I am living in a old apartment in the Greens. Now I noticed that wet spots are forming on the false ceiling above kitchen and hall. I had a look above the false ceiling and can see that the insulated chilled water pipes and also the A/C duct are dripping (sweating). Anyone has encountered the same problem? And what to do about it?


----------



## Windsweptdragon (Aug 12, 2012)

Do you have your AC on? If I don't run mine the ducts drip. This previously caused quite a large puddle in bathroom, if it wasn't for a decent sense of balance I'd have been worse than Bambi on ice. :heh:


----------



## BedouGirl (Sep 15, 2011)

You may find your drip trays need to be emptied.


----------



## Desertrose70 (Mar 3, 2012)

AC is on, but fancontrol on 'auto'. So the fans are only running when cooling required. If I set the fancontrol on 'low' (contineous running) than the roomtemperature is getting far below setpoint as probably the chilled water control is not regulating properly (not closing properly).


----------



## nikkisizer (Aug 20, 2011)

Desertrose70 said:


> I am living in a old apartment in the Greens. Now I noticed that wet spots are forming on the false ceiling above kitchen and hall. I had a look above the false ceiling and can see that the insulated chilled water pipes and also the A/C duct are dripping (sweating). Anyone has encountered the same problem? And what to do about it?


Hello Desertrose70,

I live in an old villa, very nice but old and I have this problem at least once a year. 

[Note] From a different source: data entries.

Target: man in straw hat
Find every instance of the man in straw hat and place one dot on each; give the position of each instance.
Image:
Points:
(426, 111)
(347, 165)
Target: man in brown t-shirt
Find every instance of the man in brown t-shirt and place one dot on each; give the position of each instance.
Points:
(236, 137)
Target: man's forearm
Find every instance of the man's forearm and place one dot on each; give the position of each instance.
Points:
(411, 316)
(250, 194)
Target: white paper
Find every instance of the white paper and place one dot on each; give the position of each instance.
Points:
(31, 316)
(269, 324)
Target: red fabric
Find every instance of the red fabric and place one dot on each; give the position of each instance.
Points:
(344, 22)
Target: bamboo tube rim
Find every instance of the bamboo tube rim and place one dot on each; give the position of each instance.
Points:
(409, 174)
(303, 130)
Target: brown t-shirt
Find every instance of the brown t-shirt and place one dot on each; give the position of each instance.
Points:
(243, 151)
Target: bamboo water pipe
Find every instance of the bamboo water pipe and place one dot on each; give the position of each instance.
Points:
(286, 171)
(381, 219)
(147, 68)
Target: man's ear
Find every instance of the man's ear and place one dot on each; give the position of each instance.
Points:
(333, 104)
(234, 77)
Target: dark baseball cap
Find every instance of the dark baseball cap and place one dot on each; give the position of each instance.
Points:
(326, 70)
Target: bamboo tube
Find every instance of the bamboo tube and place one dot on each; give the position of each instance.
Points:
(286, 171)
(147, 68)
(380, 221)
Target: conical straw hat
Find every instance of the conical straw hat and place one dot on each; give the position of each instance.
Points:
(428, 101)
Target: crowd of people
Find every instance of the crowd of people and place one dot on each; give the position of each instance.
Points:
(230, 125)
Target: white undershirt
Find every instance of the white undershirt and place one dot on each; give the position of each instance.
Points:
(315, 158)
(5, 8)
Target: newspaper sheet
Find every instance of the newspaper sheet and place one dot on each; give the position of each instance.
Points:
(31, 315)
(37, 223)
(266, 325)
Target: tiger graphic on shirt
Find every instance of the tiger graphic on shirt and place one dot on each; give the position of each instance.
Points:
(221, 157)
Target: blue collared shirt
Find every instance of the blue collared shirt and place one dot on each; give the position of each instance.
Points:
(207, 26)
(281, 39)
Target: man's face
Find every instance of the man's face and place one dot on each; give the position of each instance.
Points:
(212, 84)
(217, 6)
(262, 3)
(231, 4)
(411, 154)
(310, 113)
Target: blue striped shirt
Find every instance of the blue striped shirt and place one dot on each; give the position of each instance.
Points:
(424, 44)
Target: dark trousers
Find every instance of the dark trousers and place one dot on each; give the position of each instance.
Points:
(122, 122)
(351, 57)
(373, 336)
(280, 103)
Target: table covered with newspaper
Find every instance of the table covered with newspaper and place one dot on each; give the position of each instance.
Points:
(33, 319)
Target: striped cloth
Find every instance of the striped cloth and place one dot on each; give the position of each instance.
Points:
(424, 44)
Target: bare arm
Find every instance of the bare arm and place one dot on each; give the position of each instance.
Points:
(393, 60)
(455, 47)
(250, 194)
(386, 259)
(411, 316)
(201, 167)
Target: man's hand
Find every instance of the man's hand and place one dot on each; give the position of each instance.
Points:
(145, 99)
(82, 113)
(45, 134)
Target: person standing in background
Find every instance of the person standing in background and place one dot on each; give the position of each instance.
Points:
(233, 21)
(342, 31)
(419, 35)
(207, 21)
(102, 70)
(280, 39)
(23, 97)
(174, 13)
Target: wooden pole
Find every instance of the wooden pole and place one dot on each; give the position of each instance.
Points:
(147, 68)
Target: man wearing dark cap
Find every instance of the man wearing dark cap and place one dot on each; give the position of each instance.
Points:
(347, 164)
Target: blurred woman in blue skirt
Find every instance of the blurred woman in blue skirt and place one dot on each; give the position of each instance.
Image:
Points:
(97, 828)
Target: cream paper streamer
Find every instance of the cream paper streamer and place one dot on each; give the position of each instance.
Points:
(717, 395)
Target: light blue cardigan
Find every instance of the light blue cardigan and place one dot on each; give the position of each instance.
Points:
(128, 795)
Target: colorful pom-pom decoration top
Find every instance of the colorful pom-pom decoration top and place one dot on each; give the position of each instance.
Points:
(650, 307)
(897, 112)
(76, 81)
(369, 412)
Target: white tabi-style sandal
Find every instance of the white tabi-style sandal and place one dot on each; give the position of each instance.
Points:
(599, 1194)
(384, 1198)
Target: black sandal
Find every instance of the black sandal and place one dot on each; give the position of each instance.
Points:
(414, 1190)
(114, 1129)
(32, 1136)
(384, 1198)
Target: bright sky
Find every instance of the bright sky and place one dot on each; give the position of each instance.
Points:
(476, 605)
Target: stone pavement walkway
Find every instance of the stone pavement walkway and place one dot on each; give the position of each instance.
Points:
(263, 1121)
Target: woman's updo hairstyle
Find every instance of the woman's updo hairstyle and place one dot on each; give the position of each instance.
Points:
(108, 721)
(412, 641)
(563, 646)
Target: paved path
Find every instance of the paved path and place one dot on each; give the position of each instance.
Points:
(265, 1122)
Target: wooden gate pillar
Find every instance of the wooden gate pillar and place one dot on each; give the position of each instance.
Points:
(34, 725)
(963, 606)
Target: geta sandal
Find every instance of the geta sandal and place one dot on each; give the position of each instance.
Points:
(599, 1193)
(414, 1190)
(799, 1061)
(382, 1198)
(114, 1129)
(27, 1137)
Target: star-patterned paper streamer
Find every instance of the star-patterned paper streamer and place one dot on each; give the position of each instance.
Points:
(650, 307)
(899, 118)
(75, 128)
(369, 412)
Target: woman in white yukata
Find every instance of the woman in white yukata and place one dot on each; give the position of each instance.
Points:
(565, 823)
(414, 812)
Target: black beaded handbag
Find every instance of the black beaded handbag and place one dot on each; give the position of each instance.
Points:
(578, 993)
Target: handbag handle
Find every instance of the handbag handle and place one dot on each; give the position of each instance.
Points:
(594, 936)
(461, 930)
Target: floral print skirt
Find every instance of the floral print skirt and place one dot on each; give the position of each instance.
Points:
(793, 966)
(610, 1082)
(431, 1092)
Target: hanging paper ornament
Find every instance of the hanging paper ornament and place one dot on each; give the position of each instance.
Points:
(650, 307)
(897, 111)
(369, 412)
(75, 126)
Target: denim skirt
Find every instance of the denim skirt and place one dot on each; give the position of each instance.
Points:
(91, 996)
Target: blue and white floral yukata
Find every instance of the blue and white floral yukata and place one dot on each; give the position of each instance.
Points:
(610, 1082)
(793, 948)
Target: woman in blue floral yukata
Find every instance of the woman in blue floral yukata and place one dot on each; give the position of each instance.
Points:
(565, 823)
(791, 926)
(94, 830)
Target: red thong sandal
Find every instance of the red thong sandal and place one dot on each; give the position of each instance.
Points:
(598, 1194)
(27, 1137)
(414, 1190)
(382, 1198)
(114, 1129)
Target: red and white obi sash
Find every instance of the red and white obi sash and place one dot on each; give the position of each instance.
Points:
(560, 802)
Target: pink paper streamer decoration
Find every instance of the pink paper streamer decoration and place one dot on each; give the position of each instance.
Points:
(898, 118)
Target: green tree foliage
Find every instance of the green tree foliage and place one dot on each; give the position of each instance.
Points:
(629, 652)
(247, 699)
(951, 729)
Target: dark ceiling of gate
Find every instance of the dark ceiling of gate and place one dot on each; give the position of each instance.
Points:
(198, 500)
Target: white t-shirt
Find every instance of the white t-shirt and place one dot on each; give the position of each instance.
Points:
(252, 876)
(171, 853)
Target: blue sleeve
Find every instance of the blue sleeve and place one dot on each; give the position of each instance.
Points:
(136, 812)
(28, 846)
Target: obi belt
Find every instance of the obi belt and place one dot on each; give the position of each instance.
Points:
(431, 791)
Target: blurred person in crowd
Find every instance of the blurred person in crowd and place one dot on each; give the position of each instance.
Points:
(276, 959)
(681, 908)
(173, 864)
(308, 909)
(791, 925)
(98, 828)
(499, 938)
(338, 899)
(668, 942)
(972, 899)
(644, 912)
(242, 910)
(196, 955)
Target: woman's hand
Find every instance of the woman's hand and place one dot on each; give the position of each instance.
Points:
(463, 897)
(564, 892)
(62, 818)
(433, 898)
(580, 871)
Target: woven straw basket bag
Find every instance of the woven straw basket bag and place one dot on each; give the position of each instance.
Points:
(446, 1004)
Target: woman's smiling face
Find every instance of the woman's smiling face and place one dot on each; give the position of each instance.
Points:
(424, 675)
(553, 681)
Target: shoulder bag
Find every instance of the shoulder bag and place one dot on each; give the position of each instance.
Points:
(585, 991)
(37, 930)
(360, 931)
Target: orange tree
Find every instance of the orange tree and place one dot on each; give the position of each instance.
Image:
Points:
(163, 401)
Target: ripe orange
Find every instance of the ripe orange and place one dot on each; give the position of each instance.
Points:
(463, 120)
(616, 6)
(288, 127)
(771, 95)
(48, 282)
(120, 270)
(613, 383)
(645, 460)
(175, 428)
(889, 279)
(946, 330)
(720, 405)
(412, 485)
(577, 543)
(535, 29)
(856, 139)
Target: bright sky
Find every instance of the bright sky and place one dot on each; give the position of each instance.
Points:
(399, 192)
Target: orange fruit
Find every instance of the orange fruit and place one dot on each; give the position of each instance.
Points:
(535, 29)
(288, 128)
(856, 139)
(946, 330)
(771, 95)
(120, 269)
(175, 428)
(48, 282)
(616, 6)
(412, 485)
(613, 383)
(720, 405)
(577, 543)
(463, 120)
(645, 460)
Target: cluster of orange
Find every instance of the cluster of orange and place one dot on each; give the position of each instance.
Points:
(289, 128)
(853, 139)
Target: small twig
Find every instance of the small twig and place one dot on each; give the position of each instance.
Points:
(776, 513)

It has either been down to a blockage of some sort, the maintenance guys turn up for 5-10 mins do something and everything is ok for another year or it needs a service.


----------



## imac (Oct 14, 2012)

Dripping condensation should be looked at right away, its usually a quick fix, and as nikkisizer points out is usually a blockage on the condensate drain...


----------



## indoMLA (Feb 6, 2011)

imac said:


> Dripping condensation should be looked at right away, its usually a quick fix, and as nikkisizer points out is usually a *blockage on the condensate drain...*


This.


----------



## wandabug (Apr 22, 2010)

Ask facilities management in the building to get it serviced - should only cost about dhs.200 for an apartment.


----------



## crt454 (Sep 3, 2012)

you better get it fixed ASAP as it could create mold which bad for your health.


----------